Updated: Oct 30, 2021

By Ethan Chan:


 

In my upper-year seminar course, HIST 400 Topics in the World: History in the World, one of the assigned readings was an article called “Who gets to tell other people’s stories?” The authors, Anna Holmes and James Parker explore the theme of empathy within writing. What I found particularly interesting was the concept of empathy in writing, specifically in writing histories. The more I thought about including empathy in histories, the more I questioned the very premise of the idea.
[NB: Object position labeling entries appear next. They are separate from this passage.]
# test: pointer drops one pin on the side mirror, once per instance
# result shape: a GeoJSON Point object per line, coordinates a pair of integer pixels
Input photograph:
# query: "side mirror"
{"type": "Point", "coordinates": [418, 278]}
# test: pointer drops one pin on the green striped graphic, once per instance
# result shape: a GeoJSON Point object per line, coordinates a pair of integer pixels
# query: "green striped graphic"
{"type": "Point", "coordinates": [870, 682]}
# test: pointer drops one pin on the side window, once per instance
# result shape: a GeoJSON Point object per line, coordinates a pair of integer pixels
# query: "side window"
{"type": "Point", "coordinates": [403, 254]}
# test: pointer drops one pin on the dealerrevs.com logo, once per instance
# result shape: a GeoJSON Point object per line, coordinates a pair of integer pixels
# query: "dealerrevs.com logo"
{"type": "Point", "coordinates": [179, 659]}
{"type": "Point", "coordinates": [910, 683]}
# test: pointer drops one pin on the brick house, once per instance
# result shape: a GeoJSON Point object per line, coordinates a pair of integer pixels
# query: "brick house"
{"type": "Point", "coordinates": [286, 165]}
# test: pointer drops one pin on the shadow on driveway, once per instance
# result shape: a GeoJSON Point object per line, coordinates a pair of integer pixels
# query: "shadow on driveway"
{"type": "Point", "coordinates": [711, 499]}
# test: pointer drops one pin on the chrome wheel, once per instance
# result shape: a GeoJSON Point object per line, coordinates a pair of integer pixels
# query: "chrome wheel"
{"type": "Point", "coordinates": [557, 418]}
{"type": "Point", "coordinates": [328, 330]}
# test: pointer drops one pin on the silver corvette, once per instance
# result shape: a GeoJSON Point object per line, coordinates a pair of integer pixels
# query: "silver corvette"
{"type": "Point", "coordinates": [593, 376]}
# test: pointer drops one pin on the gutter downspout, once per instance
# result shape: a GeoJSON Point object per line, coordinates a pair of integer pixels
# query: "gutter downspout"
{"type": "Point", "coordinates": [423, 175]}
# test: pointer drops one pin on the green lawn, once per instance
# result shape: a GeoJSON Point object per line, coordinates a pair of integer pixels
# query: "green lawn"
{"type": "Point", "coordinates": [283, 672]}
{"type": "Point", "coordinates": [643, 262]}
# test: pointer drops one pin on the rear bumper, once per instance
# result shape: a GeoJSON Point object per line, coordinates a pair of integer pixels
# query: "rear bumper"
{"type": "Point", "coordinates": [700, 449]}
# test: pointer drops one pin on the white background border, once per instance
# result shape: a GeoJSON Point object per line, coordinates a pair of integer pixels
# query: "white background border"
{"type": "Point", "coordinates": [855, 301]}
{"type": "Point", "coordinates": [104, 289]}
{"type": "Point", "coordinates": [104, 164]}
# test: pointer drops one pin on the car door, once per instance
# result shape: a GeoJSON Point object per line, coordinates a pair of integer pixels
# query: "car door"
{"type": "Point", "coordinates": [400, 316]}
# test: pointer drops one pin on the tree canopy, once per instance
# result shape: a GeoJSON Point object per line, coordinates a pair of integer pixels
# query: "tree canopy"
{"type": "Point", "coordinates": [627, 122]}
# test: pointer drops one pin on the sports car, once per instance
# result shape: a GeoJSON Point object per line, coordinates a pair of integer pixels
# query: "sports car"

Holmes defines empathy as the ability to respect and understand another person’s perspective, which in turn, can reveal larger truths about ourselves and others. Empathy is about self-awareness and deepening connections. In my own reflection, I applied Holmes’ perspective of empathy onto the methodology of the historical process. I concluded with two different viewpoints. Firstly, would empathy seek to narrativize a discipline that is already entirely dependent on the biases and political stances of the historian? Or secondly, can empathy seek to improve the historical process by revealing new perspectives?


One of the biggest debates within the postmodern discussion of the historical process discusses whether historians can write without imposing their own biases on their histories. Hayden White, and Arthur Marwick. R. G. Collingwood believed that history is written by a constructed imagination, or a “what must have been the case.” To elaborate, by writing with empathy, the historian includes not only their own constructed imagination but also other perspectives. These perspectives influence and shape the way a historian portrays history essentially becoming a narrative.


Nonetheless, James Parker states that to write empathy, you need to “open your heart to somebody, feel the weight of his individuality, expose yourself to his predicament...,” and without doing that, you cannot understand him. His quote serves the historian as well. To completely understand the traditions of the historical event, the historian must empathize with the subject, fully immersing themselves into the perspective of which they are writing. By examining the historian’s biases through a critical lens of empathy, it enables the historian to provide voices to a value-free history that may have never been given the chance to be explored. I believe that these perspectives do not narrativize history, but instead they give a richer, more nuanced history that encapsulates more than just the elitist methodologies of traditional historians. Thus, as historians, we have to carefully research, and respectfully deconstruct what we are told or what we discover.